Award-winning writer and cookbook author Nicole Parton dishes up food and fun in this lively blog! Husband Ron taste-tests, photographs what’s cookin’, and at times shares and enjoys his own creations while Frankie - Ron and Nicole's pet fish, personal secretary, chauffeur, occasional turkey chef, part-time mobster, Ron’s valet, and wannabe consort to Nicole - assists.
Sunday, February 10, 2013
Ruby Slipper Cake
As an excellent party cake prepared in a bundt or tube pan, this confection is made all the more attractive by the ribbon of pink that winds its way through the contrasting yellow cake.

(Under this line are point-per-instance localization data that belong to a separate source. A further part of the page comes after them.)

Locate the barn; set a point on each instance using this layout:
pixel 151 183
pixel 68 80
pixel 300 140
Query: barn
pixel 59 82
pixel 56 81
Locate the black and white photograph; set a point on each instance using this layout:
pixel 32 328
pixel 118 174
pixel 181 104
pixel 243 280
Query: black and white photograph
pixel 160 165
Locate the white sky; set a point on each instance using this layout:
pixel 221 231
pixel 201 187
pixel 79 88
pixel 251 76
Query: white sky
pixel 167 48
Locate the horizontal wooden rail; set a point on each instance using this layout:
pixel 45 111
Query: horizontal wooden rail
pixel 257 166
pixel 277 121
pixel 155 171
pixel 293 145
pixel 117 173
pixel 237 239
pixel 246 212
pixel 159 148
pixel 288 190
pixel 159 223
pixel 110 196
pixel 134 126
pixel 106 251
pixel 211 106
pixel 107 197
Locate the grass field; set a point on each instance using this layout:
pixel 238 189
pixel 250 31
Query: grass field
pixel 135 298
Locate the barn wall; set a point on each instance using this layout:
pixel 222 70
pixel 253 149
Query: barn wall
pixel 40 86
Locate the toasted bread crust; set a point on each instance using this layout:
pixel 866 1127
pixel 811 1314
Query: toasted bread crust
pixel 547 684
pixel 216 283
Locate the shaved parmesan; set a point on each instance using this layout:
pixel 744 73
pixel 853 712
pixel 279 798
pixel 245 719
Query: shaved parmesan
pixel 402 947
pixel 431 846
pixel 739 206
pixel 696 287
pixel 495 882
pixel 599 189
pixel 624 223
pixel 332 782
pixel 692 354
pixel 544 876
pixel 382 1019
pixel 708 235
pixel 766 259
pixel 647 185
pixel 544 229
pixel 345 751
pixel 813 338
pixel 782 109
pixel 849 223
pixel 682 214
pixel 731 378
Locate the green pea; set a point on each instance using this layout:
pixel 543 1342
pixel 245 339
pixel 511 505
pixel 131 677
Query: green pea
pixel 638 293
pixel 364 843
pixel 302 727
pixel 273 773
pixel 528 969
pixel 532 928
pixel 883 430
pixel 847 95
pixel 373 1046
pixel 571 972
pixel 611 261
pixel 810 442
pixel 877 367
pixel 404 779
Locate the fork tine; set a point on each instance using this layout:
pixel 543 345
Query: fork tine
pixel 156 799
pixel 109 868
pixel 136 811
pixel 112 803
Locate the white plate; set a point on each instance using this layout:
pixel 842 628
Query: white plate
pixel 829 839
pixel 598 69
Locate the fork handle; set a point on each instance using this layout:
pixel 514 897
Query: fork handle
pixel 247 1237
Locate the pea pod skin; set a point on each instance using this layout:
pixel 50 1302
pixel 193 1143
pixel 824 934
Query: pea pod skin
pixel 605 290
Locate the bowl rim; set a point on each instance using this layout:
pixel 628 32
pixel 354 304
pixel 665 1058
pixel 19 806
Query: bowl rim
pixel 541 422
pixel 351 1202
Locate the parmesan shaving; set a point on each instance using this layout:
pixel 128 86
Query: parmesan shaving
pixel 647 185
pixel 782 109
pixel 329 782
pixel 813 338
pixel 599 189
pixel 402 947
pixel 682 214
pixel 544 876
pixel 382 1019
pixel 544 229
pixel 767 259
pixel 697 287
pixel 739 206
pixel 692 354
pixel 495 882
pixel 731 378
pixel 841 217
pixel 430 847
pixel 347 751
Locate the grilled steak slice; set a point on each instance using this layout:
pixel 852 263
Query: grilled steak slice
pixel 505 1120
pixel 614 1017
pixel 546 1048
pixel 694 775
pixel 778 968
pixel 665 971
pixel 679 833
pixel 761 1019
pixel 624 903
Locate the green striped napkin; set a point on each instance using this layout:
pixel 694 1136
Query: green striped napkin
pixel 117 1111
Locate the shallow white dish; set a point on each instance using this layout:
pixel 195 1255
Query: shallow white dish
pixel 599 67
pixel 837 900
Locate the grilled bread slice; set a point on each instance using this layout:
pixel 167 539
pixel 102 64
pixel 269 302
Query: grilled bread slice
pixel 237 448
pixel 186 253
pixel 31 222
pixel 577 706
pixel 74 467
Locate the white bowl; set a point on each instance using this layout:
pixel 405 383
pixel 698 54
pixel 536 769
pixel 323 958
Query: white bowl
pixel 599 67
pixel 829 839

Simple cakes appeal to me in this increasingly complicated world, so I suggest topping this with a quick and easy glaze. Sift one or two cups of confectioners’ sugar thinned with a small amount of whole milk or light cream until the mixture is thin enough to be poured or drizzled over the cooled cake.
Ruby Slipper Cake:
½ c. finely chopped pecans or walnuts One 16-oz. (461 g) pkg yellow cake mix One 3.4-oz. (96 g) pkg vanilla instant pudding mix 1 c.sour cream (full-fat or light; do not use zero fat) ¼ c. water 2 eggs One 3-oz. (85 g) pkg red jelly powder
Preheat oven to 325 deg. F. Grease and flour 10-in. tube or bundt pan. Sprinkle nuts on pan’s bottom. Set aside. Combine cake and pudding mixes. Add sour cream, water, and eggs, beating with electric mixer until very thick. Reserve ½ c. batter in separate bowl, stirring in jelly powder.
Spoon half plain batter into prepared pan. Drizzle half pink batter over plain batter, gently swirling and cutting in with knife blade. Cover with remaining plain batter, then pink batter. Repeat swirling motion. Bake 45 min., until cake springs back when lightly touched with fingertip. Cool on wire rack before glazing or sifting with sugar.
Note: There are three ways to test the “doneness” of a cake. The first and best is the “toothpick” test (the cake is done when a toothpick poked into the center comes out clean). That test doesn’t apply to cakes baked in bundt or tube pans. In that event, use the “fingertip test.” Some cooks measure “doneness” when a cake shrinks away from the pan’s sides. Don’t use this test. By the time the cake shrinks away, it’s not only done, but dry. A hot cake will continue baking for about 10 min. after it comes from the oven. During that process, it’s normal for it to shrink from the pan’s edges.